Creio que todos, senão a maioria, conhece a história do Rei Arthur e os cavaleiros da Távola redonda. É uma história muito bonita cheia de magia, lutas e conquistas.

Um jovem, chamado Arthur Pendragon, torna-se Rei após conseguir o feito de retirar a Excalibur, a espada mágica, de dentro uma pedra. Ele escolheu onze cavaleiros para lutarem, ao seu lado, nas batalhas, e mandou que se construísse uma grande mesa de pedra para as reuniões. Nascia assim, a Távola redonda.
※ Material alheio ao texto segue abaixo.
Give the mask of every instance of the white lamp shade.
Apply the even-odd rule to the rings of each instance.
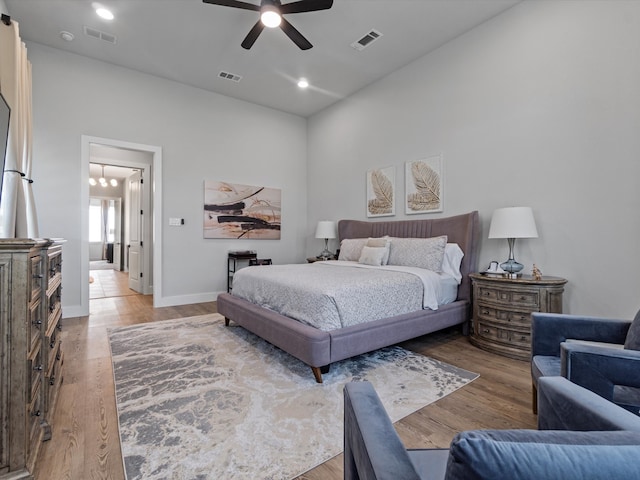
[[[491,217],[489,238],[537,238],[538,230],[530,207],[498,208]]]
[[[318,222],[316,238],[336,238],[336,222],[328,220]]]

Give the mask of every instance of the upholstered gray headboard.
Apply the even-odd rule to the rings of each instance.
[[[473,211],[453,217],[366,222],[362,220],[340,220],[338,238],[382,237],[429,238],[447,235],[448,242],[457,243],[464,252],[460,265],[462,282],[458,288],[458,300],[471,301],[469,273],[478,269],[478,243],[480,221],[478,212]]]

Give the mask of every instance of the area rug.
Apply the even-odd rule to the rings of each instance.
[[[295,478],[343,449],[346,382],[395,422],[477,375],[401,347],[311,369],[218,314],[110,329],[128,480]]]

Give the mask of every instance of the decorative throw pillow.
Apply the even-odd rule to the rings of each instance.
[[[640,310],[636,313],[636,317],[631,322],[627,338],[624,341],[624,348],[628,350],[640,350]]]
[[[366,238],[345,238],[340,242],[338,260],[357,262],[362,253],[362,247],[367,244]]]
[[[362,254],[360,255],[359,263],[363,263],[365,265],[382,265],[382,259],[386,253],[385,247],[367,247],[366,245],[362,247]]]
[[[391,239],[387,236],[380,238],[369,238],[367,240],[367,247],[383,247],[385,254],[382,259],[382,265],[389,263],[389,245],[391,245]]]
[[[389,252],[389,265],[419,267],[441,272],[446,245],[446,235],[431,238],[393,237]]]

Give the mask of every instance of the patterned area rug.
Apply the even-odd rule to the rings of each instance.
[[[128,480],[291,479],[342,452],[342,388],[395,422],[477,375],[389,347],[311,369],[218,314],[109,331]]]

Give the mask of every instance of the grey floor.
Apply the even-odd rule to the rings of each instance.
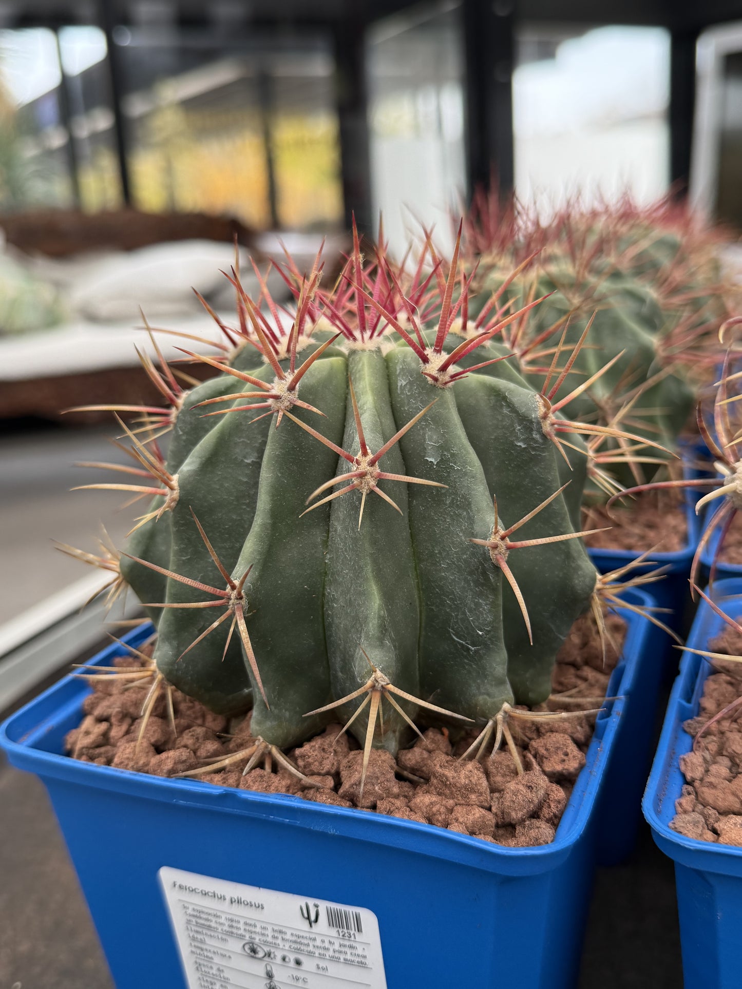
[[[119,494],[68,492],[101,479],[73,461],[121,459],[111,434],[0,429],[0,623],[85,573],[52,538],[93,549],[101,521],[115,541],[130,527]],[[644,828],[629,861],[599,871],[579,989],[681,985],[673,867]],[[46,792],[3,762],[0,989],[113,989]]]
[[[7,764],[0,839],[0,987],[113,989],[44,787]],[[578,989],[682,984],[673,866],[643,827],[625,864],[599,870]]]
[[[0,424],[0,624],[89,573],[55,551],[52,540],[95,551],[102,523],[115,544],[131,528],[135,508],[119,507],[124,493],[70,491],[100,481],[126,483],[122,474],[74,466],[81,460],[131,463],[109,442],[119,433]]]

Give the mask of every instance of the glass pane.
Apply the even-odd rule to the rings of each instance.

E a escolha do formato circular da Távola não foi em vão. O Rei queria que todos, inclusive ele, ficassem em um mesmo patamar. Nenhum deveria ser mais que o outro. Ninguém seria melhor que ninguém, nem mesmo o Rei. Todos estavam num mesmo nível quando sentavam à Távola redonda.

Parece-me que o Rei Arthur é o Rei mais bonzinho que existe. Desejar ficar num nível de igualdade com seus cavaleiros é mesmo uma atitude muito nobre. Mas, sentar em uma mesa redonda realmente garante igualdade entre as pessoas? Será que não havia outras razões para Arthur querer se mostrar igual aos seus cavaleiros, sendo ele um Rei? Será que não seria bom para um Rei dar a ilusão de que seus cavaleiros eram iguais a ele? Para ficar realmente como seus cavaleiros, Arthur não teria que tirar a coroa?

Por mais que uma Távola redonda dê a idéia de igualdade, pois ninguém se encontra numa ponta (nível superior), por melhor que tenha sido a intenção de Arthur, ele nunca deixou de ser Rei.